Inferences about a changing but unknown finite population as you sample without replacement

27 Views Asked by At

Suppose you have a bucket with a mix of two ball colors (say red and blue). All you know is that there are N balls in the bucket to start. Suppose you sample one ball at a time, keep track of what color it is and what order it comes out in (if it matters at all, being random). The bucket now has N-n balls in it but youve seen the sampling history. Is there a way to infer anything about the remaining population (rather than about the sample). How does the remaining populations probability mass function change? How do you keep track of the new mean and probabilities?

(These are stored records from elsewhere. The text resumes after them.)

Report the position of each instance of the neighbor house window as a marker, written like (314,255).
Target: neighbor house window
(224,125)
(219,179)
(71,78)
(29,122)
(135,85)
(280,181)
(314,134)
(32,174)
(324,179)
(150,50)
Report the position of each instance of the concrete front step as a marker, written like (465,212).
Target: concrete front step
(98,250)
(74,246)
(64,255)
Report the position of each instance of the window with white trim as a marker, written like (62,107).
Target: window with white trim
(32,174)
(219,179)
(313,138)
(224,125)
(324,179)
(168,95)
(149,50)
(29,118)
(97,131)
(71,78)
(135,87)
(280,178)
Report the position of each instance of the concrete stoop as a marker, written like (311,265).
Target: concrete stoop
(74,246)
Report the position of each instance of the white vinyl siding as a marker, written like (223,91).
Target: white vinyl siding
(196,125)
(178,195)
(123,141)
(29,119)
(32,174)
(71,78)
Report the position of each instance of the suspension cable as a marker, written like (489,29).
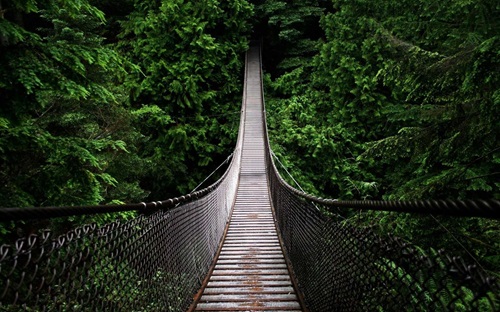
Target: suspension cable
(216,169)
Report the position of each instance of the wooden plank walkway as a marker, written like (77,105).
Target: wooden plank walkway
(251,273)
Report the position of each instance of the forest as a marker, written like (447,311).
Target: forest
(109,102)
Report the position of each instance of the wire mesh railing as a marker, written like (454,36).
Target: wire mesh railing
(154,262)
(343,263)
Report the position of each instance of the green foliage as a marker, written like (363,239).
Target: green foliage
(401,101)
(187,88)
(63,121)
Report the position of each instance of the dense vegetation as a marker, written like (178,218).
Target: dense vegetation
(124,101)
(391,100)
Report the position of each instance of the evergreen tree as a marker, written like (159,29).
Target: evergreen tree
(186,94)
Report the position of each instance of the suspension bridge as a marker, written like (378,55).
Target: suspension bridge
(248,242)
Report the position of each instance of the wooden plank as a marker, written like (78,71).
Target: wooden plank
(251,273)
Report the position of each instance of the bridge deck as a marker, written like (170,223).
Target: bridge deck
(251,273)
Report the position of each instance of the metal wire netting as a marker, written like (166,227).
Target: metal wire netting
(151,263)
(343,267)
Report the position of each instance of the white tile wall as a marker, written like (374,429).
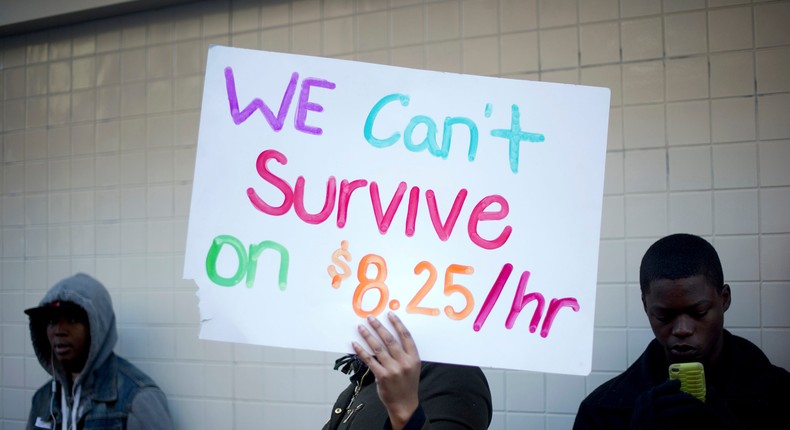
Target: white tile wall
(98,124)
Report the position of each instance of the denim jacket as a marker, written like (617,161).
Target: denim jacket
(120,397)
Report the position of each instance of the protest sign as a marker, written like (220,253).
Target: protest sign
(329,190)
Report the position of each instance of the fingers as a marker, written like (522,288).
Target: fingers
(404,335)
(383,344)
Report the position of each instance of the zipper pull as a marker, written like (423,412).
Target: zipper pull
(351,412)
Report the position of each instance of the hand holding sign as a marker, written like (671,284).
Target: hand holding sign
(396,365)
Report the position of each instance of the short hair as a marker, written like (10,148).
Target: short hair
(680,256)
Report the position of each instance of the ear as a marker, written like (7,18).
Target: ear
(726,297)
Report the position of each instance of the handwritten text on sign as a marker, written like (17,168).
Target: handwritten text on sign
(326,191)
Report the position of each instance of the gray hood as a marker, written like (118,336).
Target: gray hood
(90,295)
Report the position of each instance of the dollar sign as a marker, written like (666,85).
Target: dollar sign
(337,277)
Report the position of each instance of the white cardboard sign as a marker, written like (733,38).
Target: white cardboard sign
(328,190)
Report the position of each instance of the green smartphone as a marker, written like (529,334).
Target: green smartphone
(691,376)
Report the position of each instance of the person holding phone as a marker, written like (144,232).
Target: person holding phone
(684,297)
(393,389)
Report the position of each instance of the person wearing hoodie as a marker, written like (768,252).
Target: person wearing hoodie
(73,334)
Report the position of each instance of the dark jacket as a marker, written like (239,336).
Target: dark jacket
(745,391)
(113,393)
(451,397)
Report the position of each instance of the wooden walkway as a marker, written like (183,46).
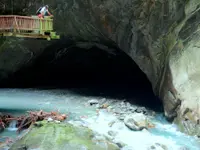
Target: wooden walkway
(28,27)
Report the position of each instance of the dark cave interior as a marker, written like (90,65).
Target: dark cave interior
(90,71)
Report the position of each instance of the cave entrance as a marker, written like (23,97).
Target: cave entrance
(93,72)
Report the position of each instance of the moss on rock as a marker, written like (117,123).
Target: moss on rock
(62,136)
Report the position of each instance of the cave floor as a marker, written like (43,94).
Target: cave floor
(80,111)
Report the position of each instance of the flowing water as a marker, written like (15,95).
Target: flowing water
(17,101)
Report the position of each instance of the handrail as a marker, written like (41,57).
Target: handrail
(17,23)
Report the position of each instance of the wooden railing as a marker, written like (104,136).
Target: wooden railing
(20,24)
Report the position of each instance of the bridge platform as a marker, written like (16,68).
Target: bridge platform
(27,27)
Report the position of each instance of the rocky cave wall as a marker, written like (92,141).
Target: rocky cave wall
(161,36)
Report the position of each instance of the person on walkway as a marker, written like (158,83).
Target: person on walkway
(43,11)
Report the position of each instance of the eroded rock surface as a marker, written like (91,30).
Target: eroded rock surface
(54,136)
(161,36)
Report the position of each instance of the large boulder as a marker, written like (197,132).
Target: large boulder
(54,136)
(136,121)
(161,36)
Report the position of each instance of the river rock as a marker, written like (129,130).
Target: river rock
(158,146)
(93,101)
(62,136)
(136,121)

Is this an absurd question? The way I see it the statistics that I know says we can only talk about the sampling distribution itself, and at best we can infer about "infinite" (ie very large) populations or about replacement problems. But Im not sure how to infer about a diminishing non-replaced population as the sample grows.

2

There are 2 best solutions below

0
On

Partial answer. Let's just try to do some Bayesian inference on a single draw. Suppose you have a prior for the distribution of number of red balls $p_k, 0 \leq k \leq N$. Then the posterior for the number of red balls in the $N-1$ remaining balls would be

$$ q_k = \frac{\frac{N-k}{N}p_k}{\sum_{j=0}^N \frac{N-j}{N}p_j} = \frac{(N-k)p_k}{\sum_{j=0}^N (N-j)p_j} $$

$$ r_k = \frac{\frac{k+1}{N}p_{k+1}}{\sum_{j=0}^{N-1} \frac{j+1}{N}p_{j+1}} = \frac{(k+1)p_{k+1}}{\sum_{j=0}^{N-1} (j+1)p_{j+1}} $$

if we draw a blue ball or a red ball, respectively. I'm not certain there's a nice conjugate prior distribution for these likelihoods (given the off-by-one when you draw a red ball). I'll continue to think about it. (Also, let me know if I've made an error in my expressions.)

1
On

I don't quite see the issue here - your random sample is representative of the population you drew it from. You never need to infer anything about your population sample, since you can observe it directly. If you observe that 50% of your sample consists of red balls, you can infer that the population you drew it from (and the remaining population that you didn't sample) consists of 50% red balls, and you can do so with varying degress of certainty depending on your sample size.

You seem to be approaching the problem with the intuition that the samples you draw are somehow differently distributed than the samples you didn't draw. If your random samples are not representative of the population, you have a problem with your sampling. Drawing lots of red balls in the start of your sample doesn't mean that you're less likely to draw more red balls when you sample more - it means that you probably have lots of red balls in the population. In fact, every red ball you draw makes it more likely that the next ball will be red, since your sample estimate of proportion of red balls goes up with each red ball you see. If, for example, you draw 99 red balls from a bucket of 100 balls, it doesn't mean that the last ball is blue just because you haven't see one yet - the last ball is very likely red, since that's what your sample suggests so far.